Israel Hayom | Peace in our time, 75 years later.

Richard Baehr

It is fitting that on the 75th anniversary of the appeasement at Munich, which enabled Adolf Hitler to seize parts of Czechoslovakia without a fight, the current presumed “leader of the free world,” President Barack Obama of the United States, has decided that the avoidance of war with Iran is now the principal goal of American foreign policy.

If that means Iran joins the nuclear weapons club, so be it. Obama may be the most incompetent president since Jimmy Carter, but that is only if one grades him on a traditional scale, assuming the president wants the country to continue its leadership role abroad, and remain strong economically at home. If, however, the president has different objectives — to pull America back from its overseas role, and to create a dependency nation at home, increasingly tied to government largesse, then the president’s term in office may be judged a wild success.

The current partial shutdown of the federal government in Washington has revealed the smallness, pettiness and mean-spiritedness of the man who occupies the White House. Cutting off death benefits to the families of those killed in Afghanistan, money needed for funerals among other things, might have been the most noxious decision, but using government employees to keep national parks and monuments closed, rather than open, was just as petty. The World War II Memorial was closed to 90-year-old veterans flown into town for almost certainly their last trip to their nation’s capital, and a group of older foreign visitors were prevented from even photographing the Old Faithful geyser from their bus windows in Yellowstone National Park, but the National Park Service was just happy to be helping out in a rally for illegal immigrants on the National Mall:

“At the same time as the National Park Service was holding legal foreign visitors under house arrest, it was also allowing illegal immigrants to hold a rally on the supposedly closed National Mall.
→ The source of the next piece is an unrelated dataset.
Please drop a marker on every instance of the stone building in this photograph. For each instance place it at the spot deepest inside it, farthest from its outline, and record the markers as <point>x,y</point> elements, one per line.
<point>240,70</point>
At this bipartisan amnesty bash, the Democratic House Minority Leader Nancy Pelosi said she wanted to “thank the president for enabling us to gather here” and Republican Congressman Mario Diaz-Balart also expressed his gratitude to the administration for “allowing us to be here.”

The president has jumped at the opportunity provided him by the appearance of a more moderate Iranian leadership, to charge into a negotiating process that will inevitably result in more time for Iran to weaponize its nuclear program (it already has enough enriched uranium for seven to nine bombs). The president has put Congress on notice that he wants no new sanctions imposed on Iran during this “delicate” negotiating period. Sanctions have taken a toll on Iran, which is of course why the regime is willing to give the appearance of a new openness and moderation in order both to stave off new sanctions, and to get some existing ones removed. The removal of sanctions will likely require some Iranian concessions, but these too may be illusory. After all, the West, and particularly Obama, are anxious for a deal, to be able to throw Iran into the same pile as Syria and Iraq and Afghanistan of foreign problems “removed from sight since we don’t want to fight,” so illusion will trump reality here, just as it did with the rapid about-face on Syria.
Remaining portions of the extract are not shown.